I was furious, but successfully resisted a strong temptation to blast back with an immediate reply. I had to think carefully about this. First of all, whatever he’d done, was this customer worth fighting to keep? I decided I could probably let him go. It wasn’t that much work every year, the rate was reasonable but not high and the translations were outside my main specialist areas.
Anger
So I could fire him, but should I? I’d recently been reading social media posts in which some colleagues had criticised others for arrogant responses in what seemed to me to be similar situations. Was I guilty of a similar lack of humility? Or was my anger justified? I spent most of my holiday thinking about it, and, after a great deal of consideration, I decided with a cool head that I was right. Why? There were several reasons:
- Firstly, the client’s unreasonable behaviour. It simply isn’t reasonable to say vaguely that there are faults in a piece of work without pointing out what they are. And, while any client is entitled to change any translation in whatever way he wishes, it isn’t reasonable either to insist that such changes are improvements unless you are a native speaker of the language with some qualification to make such statements.

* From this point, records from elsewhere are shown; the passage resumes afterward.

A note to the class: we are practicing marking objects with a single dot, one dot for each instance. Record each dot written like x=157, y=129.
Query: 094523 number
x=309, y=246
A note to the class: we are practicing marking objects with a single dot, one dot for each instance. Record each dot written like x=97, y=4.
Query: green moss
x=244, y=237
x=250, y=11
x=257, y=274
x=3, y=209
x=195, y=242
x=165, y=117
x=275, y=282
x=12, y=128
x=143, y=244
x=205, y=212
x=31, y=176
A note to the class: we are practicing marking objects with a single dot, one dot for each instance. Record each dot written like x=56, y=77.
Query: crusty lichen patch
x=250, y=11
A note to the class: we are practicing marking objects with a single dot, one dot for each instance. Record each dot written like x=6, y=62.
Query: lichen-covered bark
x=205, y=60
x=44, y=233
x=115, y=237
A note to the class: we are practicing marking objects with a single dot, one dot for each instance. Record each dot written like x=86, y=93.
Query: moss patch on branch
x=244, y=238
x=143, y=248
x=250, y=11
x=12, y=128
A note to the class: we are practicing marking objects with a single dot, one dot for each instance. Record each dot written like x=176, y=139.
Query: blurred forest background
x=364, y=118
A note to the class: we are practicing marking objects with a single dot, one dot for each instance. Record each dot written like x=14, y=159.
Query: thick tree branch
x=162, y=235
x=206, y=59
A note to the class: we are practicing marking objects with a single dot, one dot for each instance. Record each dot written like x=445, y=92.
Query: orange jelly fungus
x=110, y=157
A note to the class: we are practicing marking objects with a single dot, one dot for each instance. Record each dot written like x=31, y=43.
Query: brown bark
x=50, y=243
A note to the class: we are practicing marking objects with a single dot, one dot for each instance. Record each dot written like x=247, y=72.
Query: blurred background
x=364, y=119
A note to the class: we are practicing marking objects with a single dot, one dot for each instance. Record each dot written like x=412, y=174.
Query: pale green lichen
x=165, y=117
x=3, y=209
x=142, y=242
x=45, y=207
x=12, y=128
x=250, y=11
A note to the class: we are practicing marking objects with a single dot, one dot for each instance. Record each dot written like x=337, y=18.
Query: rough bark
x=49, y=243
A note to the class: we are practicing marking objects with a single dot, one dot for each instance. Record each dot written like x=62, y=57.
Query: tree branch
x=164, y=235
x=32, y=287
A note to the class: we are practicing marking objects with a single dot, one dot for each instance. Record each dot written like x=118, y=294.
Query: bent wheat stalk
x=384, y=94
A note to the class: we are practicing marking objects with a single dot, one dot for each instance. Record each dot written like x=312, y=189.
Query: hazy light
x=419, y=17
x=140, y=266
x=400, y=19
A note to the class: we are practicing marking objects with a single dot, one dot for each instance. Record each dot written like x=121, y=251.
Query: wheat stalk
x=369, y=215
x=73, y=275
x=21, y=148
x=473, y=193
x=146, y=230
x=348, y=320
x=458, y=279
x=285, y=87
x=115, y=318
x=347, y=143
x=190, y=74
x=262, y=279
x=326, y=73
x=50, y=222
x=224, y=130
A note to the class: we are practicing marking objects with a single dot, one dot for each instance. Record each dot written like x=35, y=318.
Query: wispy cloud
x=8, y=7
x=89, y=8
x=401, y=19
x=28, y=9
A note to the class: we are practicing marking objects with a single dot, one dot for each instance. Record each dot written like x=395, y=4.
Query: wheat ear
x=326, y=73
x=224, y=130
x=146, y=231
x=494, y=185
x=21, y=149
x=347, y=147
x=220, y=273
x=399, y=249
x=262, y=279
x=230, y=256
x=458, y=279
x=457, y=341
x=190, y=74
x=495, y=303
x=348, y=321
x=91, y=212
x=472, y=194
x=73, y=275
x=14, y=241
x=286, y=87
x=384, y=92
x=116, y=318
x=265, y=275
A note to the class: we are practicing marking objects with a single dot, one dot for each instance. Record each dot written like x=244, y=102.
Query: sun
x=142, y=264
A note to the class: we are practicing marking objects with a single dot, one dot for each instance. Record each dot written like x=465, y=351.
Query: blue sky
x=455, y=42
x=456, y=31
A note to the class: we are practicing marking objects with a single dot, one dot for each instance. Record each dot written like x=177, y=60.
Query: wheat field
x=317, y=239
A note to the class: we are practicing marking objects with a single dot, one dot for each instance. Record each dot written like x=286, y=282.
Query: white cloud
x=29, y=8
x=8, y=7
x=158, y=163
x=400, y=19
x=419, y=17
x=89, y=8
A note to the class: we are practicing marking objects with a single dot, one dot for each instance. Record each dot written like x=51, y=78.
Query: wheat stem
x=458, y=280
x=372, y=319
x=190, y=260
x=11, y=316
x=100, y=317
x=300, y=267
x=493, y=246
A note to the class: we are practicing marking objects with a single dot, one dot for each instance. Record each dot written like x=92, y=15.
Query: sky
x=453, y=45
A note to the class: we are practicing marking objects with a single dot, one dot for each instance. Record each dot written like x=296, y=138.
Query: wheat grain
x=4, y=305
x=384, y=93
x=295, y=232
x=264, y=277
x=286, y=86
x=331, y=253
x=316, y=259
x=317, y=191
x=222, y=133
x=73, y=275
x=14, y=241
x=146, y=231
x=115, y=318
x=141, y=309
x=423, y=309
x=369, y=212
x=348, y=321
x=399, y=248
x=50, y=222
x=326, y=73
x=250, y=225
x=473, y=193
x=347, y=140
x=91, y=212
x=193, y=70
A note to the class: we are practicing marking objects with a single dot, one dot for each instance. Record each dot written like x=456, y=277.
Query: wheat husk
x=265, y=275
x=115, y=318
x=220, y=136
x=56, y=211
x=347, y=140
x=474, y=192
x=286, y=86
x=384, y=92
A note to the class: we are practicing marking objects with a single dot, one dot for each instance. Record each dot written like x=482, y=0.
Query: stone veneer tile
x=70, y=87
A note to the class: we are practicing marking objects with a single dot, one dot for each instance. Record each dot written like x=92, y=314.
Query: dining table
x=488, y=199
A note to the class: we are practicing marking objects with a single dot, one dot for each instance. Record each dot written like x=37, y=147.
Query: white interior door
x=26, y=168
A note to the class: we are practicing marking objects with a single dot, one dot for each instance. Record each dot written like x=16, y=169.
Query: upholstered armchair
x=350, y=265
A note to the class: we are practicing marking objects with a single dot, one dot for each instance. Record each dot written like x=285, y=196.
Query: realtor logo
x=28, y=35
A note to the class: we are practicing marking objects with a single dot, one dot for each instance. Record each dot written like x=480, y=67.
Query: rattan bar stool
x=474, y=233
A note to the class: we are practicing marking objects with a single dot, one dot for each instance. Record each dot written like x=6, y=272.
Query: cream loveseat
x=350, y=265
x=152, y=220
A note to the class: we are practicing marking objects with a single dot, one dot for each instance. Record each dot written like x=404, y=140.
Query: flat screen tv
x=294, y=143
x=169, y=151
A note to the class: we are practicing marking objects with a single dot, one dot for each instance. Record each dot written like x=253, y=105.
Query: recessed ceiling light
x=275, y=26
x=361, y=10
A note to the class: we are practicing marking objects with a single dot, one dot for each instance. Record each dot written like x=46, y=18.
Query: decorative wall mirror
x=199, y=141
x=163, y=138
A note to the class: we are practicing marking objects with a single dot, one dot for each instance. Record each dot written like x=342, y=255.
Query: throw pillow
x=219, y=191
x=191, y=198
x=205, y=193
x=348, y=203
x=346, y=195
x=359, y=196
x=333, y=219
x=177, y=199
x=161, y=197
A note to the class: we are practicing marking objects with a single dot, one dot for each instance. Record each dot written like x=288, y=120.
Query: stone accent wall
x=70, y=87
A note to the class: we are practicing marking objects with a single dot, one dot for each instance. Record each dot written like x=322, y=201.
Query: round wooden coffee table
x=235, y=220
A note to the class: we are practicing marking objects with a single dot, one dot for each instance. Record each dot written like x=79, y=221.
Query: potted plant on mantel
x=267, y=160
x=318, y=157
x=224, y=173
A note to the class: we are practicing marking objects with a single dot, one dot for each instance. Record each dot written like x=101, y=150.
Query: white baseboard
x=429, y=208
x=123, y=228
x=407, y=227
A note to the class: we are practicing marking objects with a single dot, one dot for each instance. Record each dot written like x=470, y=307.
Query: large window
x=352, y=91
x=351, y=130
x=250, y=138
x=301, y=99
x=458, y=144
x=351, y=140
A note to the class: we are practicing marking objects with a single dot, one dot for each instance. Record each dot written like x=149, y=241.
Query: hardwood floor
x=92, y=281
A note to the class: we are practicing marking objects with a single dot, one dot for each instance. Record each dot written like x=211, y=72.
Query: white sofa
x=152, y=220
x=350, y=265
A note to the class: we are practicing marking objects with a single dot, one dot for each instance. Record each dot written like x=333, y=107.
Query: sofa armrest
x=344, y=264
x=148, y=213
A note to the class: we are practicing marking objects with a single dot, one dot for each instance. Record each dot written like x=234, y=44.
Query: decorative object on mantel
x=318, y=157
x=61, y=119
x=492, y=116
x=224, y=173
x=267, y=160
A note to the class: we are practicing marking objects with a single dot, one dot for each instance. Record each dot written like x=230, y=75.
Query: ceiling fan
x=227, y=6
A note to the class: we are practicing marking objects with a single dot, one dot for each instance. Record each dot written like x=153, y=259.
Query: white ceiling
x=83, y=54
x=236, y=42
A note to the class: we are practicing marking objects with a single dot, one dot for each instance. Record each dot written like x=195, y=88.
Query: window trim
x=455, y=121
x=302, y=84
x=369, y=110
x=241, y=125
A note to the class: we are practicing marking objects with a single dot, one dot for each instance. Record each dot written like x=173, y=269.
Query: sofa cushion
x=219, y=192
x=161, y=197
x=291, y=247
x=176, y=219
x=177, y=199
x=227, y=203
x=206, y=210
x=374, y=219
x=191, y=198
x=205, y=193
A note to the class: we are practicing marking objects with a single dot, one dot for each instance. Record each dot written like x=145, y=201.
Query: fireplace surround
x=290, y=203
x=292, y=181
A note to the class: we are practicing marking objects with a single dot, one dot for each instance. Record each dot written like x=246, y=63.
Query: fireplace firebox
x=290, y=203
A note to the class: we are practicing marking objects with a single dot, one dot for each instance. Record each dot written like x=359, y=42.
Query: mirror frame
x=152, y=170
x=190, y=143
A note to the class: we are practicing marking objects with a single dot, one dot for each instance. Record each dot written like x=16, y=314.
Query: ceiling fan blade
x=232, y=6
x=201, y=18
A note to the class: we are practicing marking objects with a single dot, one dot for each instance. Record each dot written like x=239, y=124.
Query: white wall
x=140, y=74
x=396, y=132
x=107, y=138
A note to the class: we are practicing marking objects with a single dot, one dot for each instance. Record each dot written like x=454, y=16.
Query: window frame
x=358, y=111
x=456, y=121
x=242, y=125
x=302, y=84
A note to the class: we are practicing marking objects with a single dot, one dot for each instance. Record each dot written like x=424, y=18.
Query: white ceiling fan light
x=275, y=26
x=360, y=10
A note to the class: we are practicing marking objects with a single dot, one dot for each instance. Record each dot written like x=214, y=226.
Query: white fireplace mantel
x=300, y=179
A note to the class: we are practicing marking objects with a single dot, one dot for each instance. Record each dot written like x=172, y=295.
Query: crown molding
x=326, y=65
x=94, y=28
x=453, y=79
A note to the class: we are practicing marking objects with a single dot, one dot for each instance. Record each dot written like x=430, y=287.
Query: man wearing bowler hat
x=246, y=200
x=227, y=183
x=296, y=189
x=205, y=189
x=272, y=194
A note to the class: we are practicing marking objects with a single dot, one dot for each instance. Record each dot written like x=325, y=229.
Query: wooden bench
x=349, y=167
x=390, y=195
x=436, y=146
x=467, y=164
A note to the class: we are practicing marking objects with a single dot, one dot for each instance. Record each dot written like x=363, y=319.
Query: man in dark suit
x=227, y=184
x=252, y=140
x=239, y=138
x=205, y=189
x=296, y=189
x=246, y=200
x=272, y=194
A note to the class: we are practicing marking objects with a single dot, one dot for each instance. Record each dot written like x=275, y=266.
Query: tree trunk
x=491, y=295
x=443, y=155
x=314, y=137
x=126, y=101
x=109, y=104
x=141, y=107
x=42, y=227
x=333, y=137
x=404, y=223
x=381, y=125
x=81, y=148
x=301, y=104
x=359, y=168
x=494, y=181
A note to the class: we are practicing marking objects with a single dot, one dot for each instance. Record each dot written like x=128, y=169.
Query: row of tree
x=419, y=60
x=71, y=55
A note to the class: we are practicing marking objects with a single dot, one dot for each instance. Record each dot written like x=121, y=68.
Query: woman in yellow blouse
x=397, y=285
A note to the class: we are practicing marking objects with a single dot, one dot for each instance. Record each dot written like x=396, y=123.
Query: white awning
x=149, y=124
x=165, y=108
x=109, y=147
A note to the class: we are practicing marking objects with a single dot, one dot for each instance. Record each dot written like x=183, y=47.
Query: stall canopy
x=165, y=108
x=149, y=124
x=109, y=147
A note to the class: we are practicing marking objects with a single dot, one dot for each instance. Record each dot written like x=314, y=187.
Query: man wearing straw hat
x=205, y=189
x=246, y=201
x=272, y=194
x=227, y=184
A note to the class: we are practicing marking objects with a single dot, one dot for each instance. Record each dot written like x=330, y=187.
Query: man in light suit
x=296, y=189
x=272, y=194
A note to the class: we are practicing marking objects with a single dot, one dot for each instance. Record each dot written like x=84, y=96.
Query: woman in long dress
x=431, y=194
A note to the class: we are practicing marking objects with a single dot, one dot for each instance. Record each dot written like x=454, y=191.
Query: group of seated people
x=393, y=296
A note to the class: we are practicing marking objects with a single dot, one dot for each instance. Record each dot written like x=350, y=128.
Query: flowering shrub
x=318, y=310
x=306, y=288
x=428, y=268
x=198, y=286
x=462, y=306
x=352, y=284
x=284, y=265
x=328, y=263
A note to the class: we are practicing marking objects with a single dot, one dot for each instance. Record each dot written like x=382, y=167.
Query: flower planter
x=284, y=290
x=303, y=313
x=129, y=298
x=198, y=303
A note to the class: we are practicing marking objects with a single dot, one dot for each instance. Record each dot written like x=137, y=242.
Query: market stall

- The person who had made the “corrections”, although he was a native speaker of English, was not qualified to criticise my work any more than I was to criticise his layouts.
- I couldn’t learn from the changes because they were, as far as I could see, entirely arbitrary. It wasn’t the case that once I discovered the kind of style the infamous American liked I’d be able to adjust my writing because the changes didn’t seem to impose a particular style, they merely seemed to be a reaction to mine.
- Most importantly, it was bound to happen again. The American wasn’t going to shut up and he wasn’t going to go away, while my client obviously had more faith in him than he did in me, the translator. That was an untenable situation.
I decided, though, not to directly fire the client. A better path, I thought, was to express my grievances but to leave the way open for reconciliation. So I wrote an e-mail first of all apologising for the one mistake I had made and then setting out everything in the bullet points I’ve mentioned here, ending by saying that I didn’t see how I could go on working with someone who didn’t trust my work. There could have been a happy ending, but there was none. A simple e-mail reply came back: “OK”. We won’t be speaking again.
“I was furious, but successfully resisted a strong temptation to blast back with an immediate reply.” — oh, that feeling…
It’s a common one in these circumstances, yes.